Sabe-se que tipo específico de documentário está diante de você quando se assiste um zoom no entrevistado prestes a derrubar sua primeira lágrima. Essa é aquela máxima da etiqueta cinematográfica e também jornalística que, de tão martelada, quando acontece, revela a ânsia do autor em se mostrar urgente. Aqui, existe um meio do caminho: a câmera em um dado momento começa seu zoom, mas a montagem coíbe e corta para o plano um pouco mais próximo (não chega a ser um close evidenciando a redundância da tristeza). Esse gesto é um pouco sintomático das direções do filme de Theresa Jessouroun. Diante de um tema impregnante, de fúria em mãos, ora parece querer escancará-la – perto do fim, faz a única entrevista dupla, na qual o rapaz da barbearia que leva um tiro não fala uma frase sequer, às vezes geme, está lá pela cavidade em seu crânio, como evidência encarnada de uma calamidade, de um estado físico e espiritual sub-humano – ora parece querer deixar que as imagens falem por si só (e não há nada visualmente mais impactante no filme do que o arquivo do rapaz na maca, chegando ao hospital de cabeça estourada).

Mais complexo do que construir um arcabouço estrutural é desenvolver um fio narrativo que reverbere a potência da imagem. Nesse sentido, nada mais ambíguo, desnorteante e engrandecedor à derrocada maniqueísta do que a figura do X-9 (que causa estranhamento desde sua entrada, com sua assumida nomenclatura de X-9 nos créditos), o fio que costura a disparidade entre dois lados imiscuídos. Um promotor levanta as estatísticas de que 100% das chacinas cometidas no Brasil são feitas por policiais, mas é o X-9 quem delata que, nesses casos nos quais o crime é cometido por quem sabe se livrar facilmente das provas mais evidentes, a punição do sistema judiciário brasileiro é sustentada primariamente pelo testemunho.
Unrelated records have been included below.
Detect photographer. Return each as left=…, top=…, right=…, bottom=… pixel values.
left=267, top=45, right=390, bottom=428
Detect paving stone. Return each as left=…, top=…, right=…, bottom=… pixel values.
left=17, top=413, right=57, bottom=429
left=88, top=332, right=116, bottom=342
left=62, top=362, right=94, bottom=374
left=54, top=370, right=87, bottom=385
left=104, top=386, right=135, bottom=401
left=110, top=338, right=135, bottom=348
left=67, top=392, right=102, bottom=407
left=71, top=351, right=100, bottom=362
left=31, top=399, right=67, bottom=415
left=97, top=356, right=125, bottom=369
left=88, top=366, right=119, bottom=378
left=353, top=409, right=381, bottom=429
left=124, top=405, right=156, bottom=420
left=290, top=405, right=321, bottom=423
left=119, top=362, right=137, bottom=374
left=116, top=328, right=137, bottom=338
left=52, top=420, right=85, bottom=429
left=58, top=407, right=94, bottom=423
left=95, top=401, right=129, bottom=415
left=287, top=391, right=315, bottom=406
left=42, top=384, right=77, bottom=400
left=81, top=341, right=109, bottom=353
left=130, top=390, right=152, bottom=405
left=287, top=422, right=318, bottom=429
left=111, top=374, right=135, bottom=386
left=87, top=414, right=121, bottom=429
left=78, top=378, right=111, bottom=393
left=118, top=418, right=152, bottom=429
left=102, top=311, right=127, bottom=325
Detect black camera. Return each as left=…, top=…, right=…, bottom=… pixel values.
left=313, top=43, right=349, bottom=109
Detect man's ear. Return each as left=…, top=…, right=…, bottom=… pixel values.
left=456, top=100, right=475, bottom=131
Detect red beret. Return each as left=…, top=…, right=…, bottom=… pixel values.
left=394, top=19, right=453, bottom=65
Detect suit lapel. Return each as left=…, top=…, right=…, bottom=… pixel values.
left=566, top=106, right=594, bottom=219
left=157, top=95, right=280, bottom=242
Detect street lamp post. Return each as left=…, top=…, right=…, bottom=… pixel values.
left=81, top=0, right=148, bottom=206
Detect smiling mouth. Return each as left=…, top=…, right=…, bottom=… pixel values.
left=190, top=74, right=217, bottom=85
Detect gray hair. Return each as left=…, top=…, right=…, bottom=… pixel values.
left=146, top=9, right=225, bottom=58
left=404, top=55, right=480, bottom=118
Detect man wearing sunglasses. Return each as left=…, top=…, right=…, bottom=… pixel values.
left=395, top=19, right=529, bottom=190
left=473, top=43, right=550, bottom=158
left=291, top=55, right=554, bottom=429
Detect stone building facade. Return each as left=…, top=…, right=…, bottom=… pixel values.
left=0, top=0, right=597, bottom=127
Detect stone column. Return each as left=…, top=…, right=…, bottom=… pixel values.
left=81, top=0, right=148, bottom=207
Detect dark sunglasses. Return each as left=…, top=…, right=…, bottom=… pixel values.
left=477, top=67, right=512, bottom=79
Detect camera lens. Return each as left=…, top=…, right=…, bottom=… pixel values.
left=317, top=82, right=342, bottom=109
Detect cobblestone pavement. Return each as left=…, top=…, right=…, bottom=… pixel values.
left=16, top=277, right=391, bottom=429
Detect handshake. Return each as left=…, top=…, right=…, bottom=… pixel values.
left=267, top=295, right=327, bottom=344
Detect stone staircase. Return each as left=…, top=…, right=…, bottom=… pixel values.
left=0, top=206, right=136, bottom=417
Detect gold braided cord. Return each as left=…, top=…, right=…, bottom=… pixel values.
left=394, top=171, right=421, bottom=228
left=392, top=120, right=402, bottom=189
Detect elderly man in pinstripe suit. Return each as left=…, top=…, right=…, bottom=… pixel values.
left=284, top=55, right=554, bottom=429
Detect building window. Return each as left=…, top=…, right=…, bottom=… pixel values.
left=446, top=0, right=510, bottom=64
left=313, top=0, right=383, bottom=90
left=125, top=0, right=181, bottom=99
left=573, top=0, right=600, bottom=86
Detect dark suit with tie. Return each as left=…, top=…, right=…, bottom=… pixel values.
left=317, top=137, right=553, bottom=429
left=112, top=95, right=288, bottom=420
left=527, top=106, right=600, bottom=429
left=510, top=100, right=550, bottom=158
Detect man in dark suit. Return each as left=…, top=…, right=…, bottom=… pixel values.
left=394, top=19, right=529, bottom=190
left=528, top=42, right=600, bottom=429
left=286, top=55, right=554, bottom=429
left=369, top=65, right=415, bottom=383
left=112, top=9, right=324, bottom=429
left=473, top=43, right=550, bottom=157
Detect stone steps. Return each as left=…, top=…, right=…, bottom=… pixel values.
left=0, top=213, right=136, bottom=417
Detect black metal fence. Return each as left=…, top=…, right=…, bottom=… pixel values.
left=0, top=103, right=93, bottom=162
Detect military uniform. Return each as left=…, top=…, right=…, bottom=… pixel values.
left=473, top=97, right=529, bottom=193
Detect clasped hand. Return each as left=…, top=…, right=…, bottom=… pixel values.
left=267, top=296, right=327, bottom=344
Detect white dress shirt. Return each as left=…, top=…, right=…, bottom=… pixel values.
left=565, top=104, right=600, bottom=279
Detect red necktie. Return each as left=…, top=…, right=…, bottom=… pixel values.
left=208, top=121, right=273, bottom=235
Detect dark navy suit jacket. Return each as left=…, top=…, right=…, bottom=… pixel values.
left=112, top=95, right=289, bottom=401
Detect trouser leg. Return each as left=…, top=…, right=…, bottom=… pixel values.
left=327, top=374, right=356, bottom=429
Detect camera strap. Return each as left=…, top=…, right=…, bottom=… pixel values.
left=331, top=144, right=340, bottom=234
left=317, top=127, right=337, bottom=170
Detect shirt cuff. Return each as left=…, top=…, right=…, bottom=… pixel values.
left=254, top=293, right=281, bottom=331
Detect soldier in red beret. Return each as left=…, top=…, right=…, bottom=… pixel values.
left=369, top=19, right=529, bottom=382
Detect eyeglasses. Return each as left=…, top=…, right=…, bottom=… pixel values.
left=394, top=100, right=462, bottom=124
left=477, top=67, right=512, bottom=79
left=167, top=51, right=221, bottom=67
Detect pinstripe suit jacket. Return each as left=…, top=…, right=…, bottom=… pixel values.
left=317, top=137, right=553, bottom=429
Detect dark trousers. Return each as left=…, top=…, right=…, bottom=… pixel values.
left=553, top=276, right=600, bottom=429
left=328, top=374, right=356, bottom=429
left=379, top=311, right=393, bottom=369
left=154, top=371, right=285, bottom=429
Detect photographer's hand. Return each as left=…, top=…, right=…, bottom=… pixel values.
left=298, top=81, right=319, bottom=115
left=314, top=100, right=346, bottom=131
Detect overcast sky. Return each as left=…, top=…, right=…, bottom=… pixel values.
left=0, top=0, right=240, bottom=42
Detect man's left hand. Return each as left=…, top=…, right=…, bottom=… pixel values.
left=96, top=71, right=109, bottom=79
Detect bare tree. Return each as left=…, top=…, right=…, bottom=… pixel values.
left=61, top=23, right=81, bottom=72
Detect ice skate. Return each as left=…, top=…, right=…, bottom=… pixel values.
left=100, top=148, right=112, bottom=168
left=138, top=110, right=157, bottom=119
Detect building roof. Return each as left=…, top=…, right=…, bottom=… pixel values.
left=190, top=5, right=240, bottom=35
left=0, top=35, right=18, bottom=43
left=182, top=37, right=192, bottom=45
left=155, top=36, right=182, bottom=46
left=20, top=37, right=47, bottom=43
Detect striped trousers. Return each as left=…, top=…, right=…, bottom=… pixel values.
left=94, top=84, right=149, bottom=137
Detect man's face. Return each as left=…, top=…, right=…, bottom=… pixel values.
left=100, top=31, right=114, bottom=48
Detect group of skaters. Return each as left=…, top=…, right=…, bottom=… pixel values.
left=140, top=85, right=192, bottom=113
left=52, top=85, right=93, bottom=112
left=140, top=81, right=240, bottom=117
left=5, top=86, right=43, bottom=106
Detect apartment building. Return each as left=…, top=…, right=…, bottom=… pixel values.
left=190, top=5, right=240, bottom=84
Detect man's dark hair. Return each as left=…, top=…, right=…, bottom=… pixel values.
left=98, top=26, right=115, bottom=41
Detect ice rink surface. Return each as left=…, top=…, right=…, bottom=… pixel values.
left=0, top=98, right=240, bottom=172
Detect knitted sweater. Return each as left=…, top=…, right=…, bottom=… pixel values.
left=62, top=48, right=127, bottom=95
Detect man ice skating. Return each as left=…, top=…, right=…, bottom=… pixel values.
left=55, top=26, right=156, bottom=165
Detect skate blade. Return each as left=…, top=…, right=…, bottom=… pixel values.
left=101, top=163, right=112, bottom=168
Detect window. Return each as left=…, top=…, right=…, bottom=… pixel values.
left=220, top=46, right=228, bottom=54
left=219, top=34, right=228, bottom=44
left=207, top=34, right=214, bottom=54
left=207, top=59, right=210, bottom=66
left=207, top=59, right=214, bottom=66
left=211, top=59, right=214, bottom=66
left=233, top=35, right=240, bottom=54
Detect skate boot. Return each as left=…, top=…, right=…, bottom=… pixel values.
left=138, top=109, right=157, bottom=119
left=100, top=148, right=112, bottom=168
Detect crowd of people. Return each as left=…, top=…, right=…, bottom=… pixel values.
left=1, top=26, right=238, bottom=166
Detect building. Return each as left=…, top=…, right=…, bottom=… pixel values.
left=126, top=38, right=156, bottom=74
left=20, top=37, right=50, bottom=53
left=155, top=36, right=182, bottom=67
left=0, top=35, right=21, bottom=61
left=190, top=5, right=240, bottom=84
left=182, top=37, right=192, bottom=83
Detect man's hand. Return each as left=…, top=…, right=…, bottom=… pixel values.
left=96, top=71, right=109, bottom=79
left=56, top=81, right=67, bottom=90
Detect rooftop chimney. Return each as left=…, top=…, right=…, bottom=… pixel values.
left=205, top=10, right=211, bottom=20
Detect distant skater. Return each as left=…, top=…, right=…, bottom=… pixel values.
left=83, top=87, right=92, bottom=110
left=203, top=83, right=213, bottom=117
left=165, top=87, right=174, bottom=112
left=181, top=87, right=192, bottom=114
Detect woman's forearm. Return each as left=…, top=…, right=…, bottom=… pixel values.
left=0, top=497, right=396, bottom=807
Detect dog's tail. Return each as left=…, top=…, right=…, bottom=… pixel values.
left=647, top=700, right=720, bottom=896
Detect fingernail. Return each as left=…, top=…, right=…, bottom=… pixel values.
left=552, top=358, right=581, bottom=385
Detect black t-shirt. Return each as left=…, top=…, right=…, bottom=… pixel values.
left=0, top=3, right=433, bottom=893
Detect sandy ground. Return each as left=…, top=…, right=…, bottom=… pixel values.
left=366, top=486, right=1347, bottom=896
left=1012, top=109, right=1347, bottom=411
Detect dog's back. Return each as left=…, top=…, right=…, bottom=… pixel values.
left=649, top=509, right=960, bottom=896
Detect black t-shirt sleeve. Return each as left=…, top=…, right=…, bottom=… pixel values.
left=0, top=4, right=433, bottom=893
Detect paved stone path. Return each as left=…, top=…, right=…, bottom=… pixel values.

Das quase trinta testemunhas, o próprio é quem tem a coragem de enfrentar o pelotão de policiais de Vigário Geral praticamente sozinho. Filma-se o inimigo para o entendimento dos meandros internos da engrenagem policial, mas não só: o X-9 é o paradoxo do sistema penal: nos relata sem pesar e sem consciência pesada, apenas com a bagagem da sabedoria do mundo, que nada disso vai mudar, que o tráfico de drogas e armas continuarão a dominar as transações mundiais, que ninguém que tira uma vida merece estar solto depois de cinco, sete, onze anos (a pena máxima de trinta e três pode ser sempre reduzida drasticamente conforme bom comportamento penitenciário); ele, em condicional, sabe que não merece estar solto pelas mais de trezentas condenações que deveria ser acusado, e no entanto está, e ainda assim prendeu outros tantos, e o mundo corre.

À Queima Roupa é um filme em guerra. Um chamado à mudanças drásticas de olhar a corporação. Um movimento de fé nas evidências que não cansam de se repetir na História, como comprovação de um estado em inércia, de um movimento que precisa ser estancado. Um filme pronto por si só… só é preciso cuidado com a imagem cabal. O jornalismo é a prova do afogamento da imagem pelo cotidiano em um mergulho radical. A saída do cinema é reinventar-se. No debate do filme logo em seguida da sessão, Walter Carvalho comparava a audiência do filme com maior bilheteria da história do cinema brasileiro, Tropa de Elite 2 a um capítulo de novela. Enquanto o primeiro alcançava o olhar de onze milhões de pessoas ao longo de meses, uma novela em apenas uma hora alcança dezenas de milhões de espectadores. Continuava que esse, então, era um filme para ser visto em televisão e que filmes como esse deveriam passar em horário nobre toda semana em canal aberto. Não é difícil de concordar.